GitHub Link:https://github.com/big-data-lab-umbc/Reproducible_and_portable_app_in_cloud

Citation: Xin Wang, Pei Guo, Xingyan Li, Jianwu Wang, Aryya Gangopadhyay, Carl E. Busart and Jade Freeman. “Reproducible and Portable Big Data Analytics in the Cloud.”, arXiv preprint arXiv:2112.09762, 2021.

Distributed Machine Learning on AWS Cloud: Computing with CPUs and GPUs

Instead of buying, owning, and maintaining physical data centers and servers, you can access technology services (such as computing power, storage, and databases) from a cloud provider like Amazon Web Services (AWS), Microsoft Azure and Google Cloud. This GitHub repository helps you achieve single machine computation and distributed (multiple) machine computation on AWS, with both CPU and GPU execution.

General notes:

  • Because cloud computing is charges by usage, please make sure to terminate or stop your virtual instances after you are done with them.
  • Because a cloud computing resource is often shared among many users, please include your name in your key file name, such as jianwu-key, so we know the creator of each virtual instance.

IoT Time Series Forecasting

The rise of the Internet of Things (IoT) devices and the streaming platform has tremendously increased the data in motion or streaming data. It incorporates a wide variety of data, for example, social media posts, online gamers in-game activities, mobile or web application logs, online e-commerce transactions, financial trading, or geospatial services. Accurate and efficient forecasting based on real-time data is a critical part of the operation in areas like energy & utility consumption, healthcare, industrial production, supply chain, weather forecasting, financial trading, agriculture, etc. Statistical time series forecasting methods like Autoregression (AR), Auto-Regressive moving average (ARIMA), and Vector Autoregression (VAR), face the challenge of concept drift in the streaming data, i.e., the properties of the stream may change over time. The other challenge is the efficiency of the system to update the Machine Learning (ML) models which are based on these algorithms to tackle the concept drift. In this paper, we propose a novel framework to tackle both of these challenges. The challenge of adaptability is addressed by applying the Lambda architecture to forecast future state based on three approaches simultaneously: batch (historic) data-based prediction, streaming (real-time) data-based prediction, and hybrid prediction by combining the first two. To address the challenge of efficiency, we implement a distributed VAR algorithm on top of the Apache Spark big data platform.

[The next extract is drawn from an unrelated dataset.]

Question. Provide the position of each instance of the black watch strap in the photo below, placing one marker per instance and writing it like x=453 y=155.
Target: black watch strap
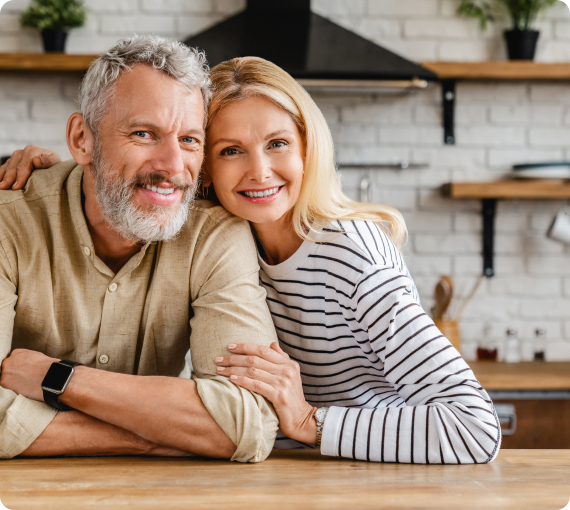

To evaluate our framework, we conducted experiments on streaming time series forecasting with three types of data sets of experiments: data without drift, data with gradual drift, data with abrupt drift. The experiments show the differences of our three forecasting approaches in terms of accuracy and adaptability.

Publication: Arjun Pandya, Oluwatobiloba Odunsi, Chen Liu, Alfredo Cuzzocrea, Jianwu Wang. Adaptive and Efficient Streaming Time Series Forecasting with Lambda Architecture and Spark. In Proceedings of the 2020 IEEE International Conference on Big Data (BigData 2020), pages 5182-5190, IEEE, 2020.